Innovación de Scafom-rux para remodelación urbana


Innovación de Scafom-rux, una característica importante para la remodelación urbana: Hamburgo demuele búnkeres de la Segunda Guerra Mundial tras muros de contención

Existen muchos tipos de búnkeres, todos construidos para soportar el amplio espectro de explosiones de los conflictos modernos. Ahora que han desaparecido los temores de la guerra fría de la mayoría de las pantallas de los radares, se ha decidido que, de un vez por todas, se demuelan los búnkeres grandes y pequeños.

Reconfigurar el entorno de construcción a esa escala es más fácil de decir que de realizar. Es una tarea ingente y no exenta de un riesgo considerable, en particular respecto a las ubicaciones cercanas y a los residentes locales.

El contrato de demolición se adjudicó a WIWA Wilko Wagner GmbH, con la condición de que los resistentes búnkeres se demolieran inmediatamente uno tras otro y prestando especial atención a la seguridad de los residentes y a la atenuación del ruido.
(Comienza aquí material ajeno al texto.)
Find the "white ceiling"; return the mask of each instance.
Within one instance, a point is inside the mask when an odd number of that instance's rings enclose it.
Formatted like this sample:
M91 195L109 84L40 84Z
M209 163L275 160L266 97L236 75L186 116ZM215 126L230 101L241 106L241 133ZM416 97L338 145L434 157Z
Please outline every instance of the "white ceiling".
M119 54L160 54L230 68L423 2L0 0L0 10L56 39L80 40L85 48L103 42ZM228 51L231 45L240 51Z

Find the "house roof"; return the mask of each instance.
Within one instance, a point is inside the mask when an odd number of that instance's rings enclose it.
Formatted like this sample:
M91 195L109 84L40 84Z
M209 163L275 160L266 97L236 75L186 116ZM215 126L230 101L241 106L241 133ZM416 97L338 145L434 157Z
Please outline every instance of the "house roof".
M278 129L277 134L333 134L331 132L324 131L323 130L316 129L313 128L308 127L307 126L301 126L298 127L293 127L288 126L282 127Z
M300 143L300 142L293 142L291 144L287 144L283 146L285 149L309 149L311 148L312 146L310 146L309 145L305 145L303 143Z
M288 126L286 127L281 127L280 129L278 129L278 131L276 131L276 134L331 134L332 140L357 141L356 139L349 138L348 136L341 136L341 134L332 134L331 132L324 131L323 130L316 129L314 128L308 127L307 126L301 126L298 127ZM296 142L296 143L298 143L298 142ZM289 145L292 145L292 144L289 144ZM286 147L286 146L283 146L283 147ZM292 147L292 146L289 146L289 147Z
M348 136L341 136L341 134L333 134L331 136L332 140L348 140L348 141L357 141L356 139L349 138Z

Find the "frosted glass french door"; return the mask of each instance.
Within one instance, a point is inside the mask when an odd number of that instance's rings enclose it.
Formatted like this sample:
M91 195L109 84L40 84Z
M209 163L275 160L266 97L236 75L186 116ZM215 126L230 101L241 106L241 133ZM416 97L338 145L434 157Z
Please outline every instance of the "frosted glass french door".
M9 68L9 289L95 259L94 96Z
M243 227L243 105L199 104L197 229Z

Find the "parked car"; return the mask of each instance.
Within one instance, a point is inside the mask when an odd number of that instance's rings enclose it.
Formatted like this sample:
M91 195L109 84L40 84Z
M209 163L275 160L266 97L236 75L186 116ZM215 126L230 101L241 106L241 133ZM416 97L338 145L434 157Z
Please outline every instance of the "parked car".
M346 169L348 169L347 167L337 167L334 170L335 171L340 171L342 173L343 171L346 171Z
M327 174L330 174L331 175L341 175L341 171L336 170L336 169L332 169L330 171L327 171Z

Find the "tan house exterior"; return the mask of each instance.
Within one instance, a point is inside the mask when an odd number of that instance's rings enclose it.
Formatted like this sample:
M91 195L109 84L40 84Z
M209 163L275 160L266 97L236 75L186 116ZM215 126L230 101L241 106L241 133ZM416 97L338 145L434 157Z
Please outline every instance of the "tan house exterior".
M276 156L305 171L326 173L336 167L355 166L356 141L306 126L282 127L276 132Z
En los trabajos de demolición, la empresa Alster Gerüstbau trabajó en colaboración con Wilko Wagner, programando el cierre total de los búnkeres poniendo una atención precisa en las condiciones locales.

Equipos de montadores profesionales experimentados instalaron un andamio de apoyo para el sistema de protección, utilizando 3.600 m² de RUX Super 65 como revestimiento de protección, Scaffguard de Scafom-rux, cubriendo de manera efectiva 2.400 m² de la fachada de la antigua estructura. Este sistema comprobado se ancló de forma segura a la pared del búnker y se reforzó con consolas de 0,65 m en los niveles superiores.

La decisión de usar Scaffguard fue fácil de tomar debido a tres factores decisivos:

  1. La estabilidad inherente del sistema también garantizaba la protección de las personas y las instalaciones urbanas de los residuos arrastrados por el viento que son característicos de todo trabajo de demolición;
  2. Prevención de escapes de polvo;
  3. Se podía conseguir una atenuación del ruido (que era un requisito de las autoridades que licitadoras) de hasta 20 dB.

Ni siquiera una violenta tormenta de bajas presiones en la mayor parte del norte de Alemania con ráfagas de viento de hasta 150 kph supuso un problema para el andamio, como tampoco lo hizo el plazo de cuatro meses de este impresionante proyecto de demolición.